There is strong legal protection in Ireland for expectant mothers, and women dismissed for pregnancy-related reasons can take a case under either the Unfair Dismissal Acts 1977-2015 (the "Unfair Dismissal Acts") or under the Employment Equality Acts 1998-2015 (the "Equality Acts"). Two recent cases highlight the need for employers to exercise extreme caution when dismissing a pregnant employee to ensure the dismissal is not in any way connected to the pregnancy.

Case law

In Case ADJ-00002143 the Workplace Relations Commission (WRC) ordered a crèche owner to pay €4,902.12 to an employee for breach of a number of employment statutes as follows:

  • €902.12 for breach of the Terms of Employment (Information) Act 1994 (this claim was conceded by the employer)
  • €4,000 for breach of the Unfair Dismissals Acts finding that the employee was unfairly dismissed as a result of her pregnancy

The employer disputed that a dismissal had occurred saying that the employee had left of her own accord and that any issues which had arisen were due to the employee's work performance and her bad temper. The employer also alleged that the employee had not informed her that she was pregnant. However, on the contrary, the employee alleged that the employer had acted differently towards her from the moment she advised that she was pregnant. The employee also alleged that the employer had asked if her pregnancy was "planned or unplanned" weeks before dismissing her without notice.

At the hearing, the employee was able to show text messages supporting her version of events, including one sent to her employer on one occasion when she was unable to attend work as she had to go to hospital due to a suspected ectopic pregnancy. The employee claimed that this text was evidence that she had previously informed the employer of the fact that she was pregnant, contrary to the employer's claim that it was not advised of the pregnancy before the employee was dismissed.

In addition, the employee also produced texts received by her from the employer's crèche manager in which the crèche manager expressed concern for the employee's pregnancy. The employee also claimed that the crèche manager had previously witnessed the employee informing her employer that she was pregnant. This, the employee alleged, was evidence that both the employer and the crèche manager were aware that the employee was pregnant before she was dismissed.

On balance, the WRC accepted that dismissal had occurred mainly as a result of the pregnancy and this was also supported by the fact that the employer had hired two new workers around the time of the dismissal.

In BT Ward Ltd t/a Subway v Sandra Gegeckiene the Labour Court awarded €10,000 to a woman who suffered gender discrimination contrary to the Equality Acts when her employer dismissed her for pregnancy-related reasons.

The employee had been employed initially on a three-month trial contract, during which time she informed her employer that she was pregnant. She alleged that her hours were immediately reduced as a result and that her request for paid time-off to attend hospital appointments was refused.

When her contract ended, she was given a further six-month trial contract and was dismissed without reason when it ended.

Her employer, on the other hand, alleged that:

  1. Her request for time-off was accommodated as soon as the employer understood the true nature of the request
  2. She was not offered extra shifts due to complaints about her work
  3. It wished to terminate her employment at the end of the initial contract, but instead extended it because it was worried about dismissing a pregnant employee

There were obvious disparities between the employee's and employer's version of events. However, taking all of the evidence into account the Court held that the employer reduced the employee's hours immediately or shortly after she had announced her pregnancy and that this decision was largely due to her pregnancy. In addition, there was no record of any complaints made against or notified to the employee and the employer did not formally sanction her for poor performance.

The Court held that the employer ultimately wanted to terminate the employee's employment both due to her pregnancy and her request for paid time off, and that it reduced her hours, extended her probation, and finally dismissed her under the guise of not renewing a fixed contract of employment.
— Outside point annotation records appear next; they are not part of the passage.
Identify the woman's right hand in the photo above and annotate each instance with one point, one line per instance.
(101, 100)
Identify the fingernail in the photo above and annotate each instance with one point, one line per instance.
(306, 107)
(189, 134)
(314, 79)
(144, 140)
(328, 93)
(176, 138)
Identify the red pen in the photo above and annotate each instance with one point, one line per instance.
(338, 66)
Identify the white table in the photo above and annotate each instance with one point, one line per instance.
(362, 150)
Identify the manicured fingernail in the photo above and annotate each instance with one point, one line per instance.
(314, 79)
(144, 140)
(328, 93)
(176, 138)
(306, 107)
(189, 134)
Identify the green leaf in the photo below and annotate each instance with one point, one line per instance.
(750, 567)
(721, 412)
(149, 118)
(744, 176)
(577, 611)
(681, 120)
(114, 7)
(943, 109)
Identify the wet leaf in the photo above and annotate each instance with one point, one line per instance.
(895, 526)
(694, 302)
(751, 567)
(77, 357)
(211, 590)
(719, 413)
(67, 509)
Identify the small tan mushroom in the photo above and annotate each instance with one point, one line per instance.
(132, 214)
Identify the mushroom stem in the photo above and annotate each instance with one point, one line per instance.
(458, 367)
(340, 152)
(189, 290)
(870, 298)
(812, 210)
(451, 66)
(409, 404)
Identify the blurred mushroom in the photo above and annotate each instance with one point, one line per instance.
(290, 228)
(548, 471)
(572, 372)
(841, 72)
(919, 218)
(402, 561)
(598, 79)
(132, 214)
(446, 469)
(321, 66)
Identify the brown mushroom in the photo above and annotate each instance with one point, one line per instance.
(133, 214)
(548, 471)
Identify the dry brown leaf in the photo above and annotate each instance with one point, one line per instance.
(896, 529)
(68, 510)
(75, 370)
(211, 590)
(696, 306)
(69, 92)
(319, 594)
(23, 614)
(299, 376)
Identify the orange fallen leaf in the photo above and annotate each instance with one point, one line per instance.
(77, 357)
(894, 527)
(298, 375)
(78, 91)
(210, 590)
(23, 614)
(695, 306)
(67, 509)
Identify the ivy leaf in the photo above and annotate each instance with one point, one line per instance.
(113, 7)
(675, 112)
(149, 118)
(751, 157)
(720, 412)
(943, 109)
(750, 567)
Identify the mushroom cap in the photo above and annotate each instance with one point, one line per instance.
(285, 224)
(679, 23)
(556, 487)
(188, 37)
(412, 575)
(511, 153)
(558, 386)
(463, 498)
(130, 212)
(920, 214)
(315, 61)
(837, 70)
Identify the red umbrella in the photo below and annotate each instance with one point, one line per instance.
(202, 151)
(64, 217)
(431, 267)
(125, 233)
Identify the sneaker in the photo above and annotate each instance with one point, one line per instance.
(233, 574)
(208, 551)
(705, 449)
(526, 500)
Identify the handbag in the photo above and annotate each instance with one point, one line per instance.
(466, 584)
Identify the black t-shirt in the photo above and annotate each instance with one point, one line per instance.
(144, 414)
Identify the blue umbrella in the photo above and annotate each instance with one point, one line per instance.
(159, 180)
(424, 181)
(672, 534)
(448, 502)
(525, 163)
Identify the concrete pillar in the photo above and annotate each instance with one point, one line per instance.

Under the Unfair Dismissal Acts a dismissal is considered to be automatically unfair if the employee is dismissed for reason of pregnancy, giving birth or breast feeding or any connected matters. Employers should bear in mind that the 12 month service requirement, which usually applies under the Acts, does not apply to employees dismissed for these reasons. In the case of pregnant employees, the burden of proof is on an employer to prove, on the balance of probabilities, that the dismissal was unrelated to pregnancy.

The Equality Acts prohibit the treatment of one person less favourably than another on the basis of nine grounds including gender (this includes pregnancy-related discrimination). Once it can be shown the employer knew of the pregnancy, the burden of proof shifts to the employer to show, on the balance of probabilities, that there has been no discrimination. There is no service requirement under the Equality Acts: employees are entitled to this protection from day one of their employment.

Top tips for employers

  • Ensure managers in your company know to inform HR as soon as an employee advises that she is pregnant
  • Avoid making inappropriate comments about pregnancy to mitigate any claim of harassment or discrimination on the grounds of gender or family status;
  • Carry out a risk assessment for any pregnant employees and new mothers and take action if risks are identified i.e. altering the employee's working conditions or offering suitable alternative work;
  • Allow pregnant employees to attend ante natal appointments; and
  • If you are considering dismissing an employee who is pregnant be mindful of the legislation referred to above.